Now I can just fire up OBS, switch my camera in Zoom to the OBS virtual webcam (which shows my main webcam), then toggle on my iPhone source and drag it anywhere I want in the frame.
There's a menubar UI that appears while the camera is in use, to control the digital zoom and pan/tilt; zooming all the way out to “0.5x” shows the extent that can be potentially in-frame.
Anecdotally, the auto-tracking Center Stage feature is more distracting than useful, and best turned off.
This app is free. In addition to recording your windows with sound, you can hide the cursor. The app was developed as a companion app to ScreenRun https://screenrun.app/ to help you record high quality videos of any window.
Web browsers do not have the capability to get where you click when using getDisplayMedia so this native app saves the clicks in the description field of the MP4.

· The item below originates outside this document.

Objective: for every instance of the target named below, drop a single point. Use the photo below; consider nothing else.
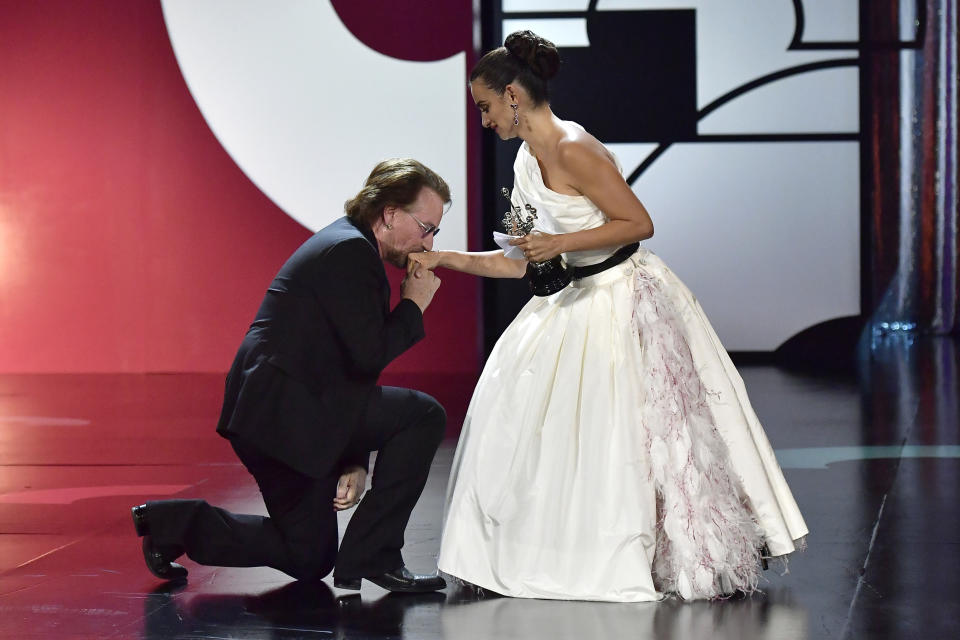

So when you paste or import that video into ScreenRun website, the web app reads the metadata and is able to automatically create for you the points where zooming effects should happen.
Even if you don’t use the ScreenRun website you can use this native macOS app to just record screencasts
Application-independent zoom is such a nice feature. I've been keeping a zombie version of compiz (formerly beryl) on linux working for years, mainly because I love my wobbly windows and desktop cube, but it's long had two features great for screen sharing purposes too: the zooming like you mention (have it bound to meta+scroll wheel) and drawing annotations (alt+meta+left click for free drawing, there's also eraser, erase all, straight lines, and filled rects/ellipses).
Zoom lets you draw on screen or allow remote control which is not possible with a webapp.
Others mentioned ScreenStudio (which is awesome), but if you don't need all of its features (or can't afford it at the moment), I've found ScreenRun to be a great alternative: https://screenrun.app/
It's browser-based, but there's a Mac (and Windows I think) companion app that records the screen with click-tracking for zooming (as it's not possible with browser screen sharing just yet). It's somehow limited compared to ScreenStudio, and the interface feels cheaper compared to a native Swift app, but for my needs it gets the job done.
You can use the Zoom chat and just share your screen to use as a whiteboard. No need for audio.
TOS doesn't matter. Select discord, windows+alt+R to start screen recording, middle click and drag to start scrolling slowly, walk away from computer.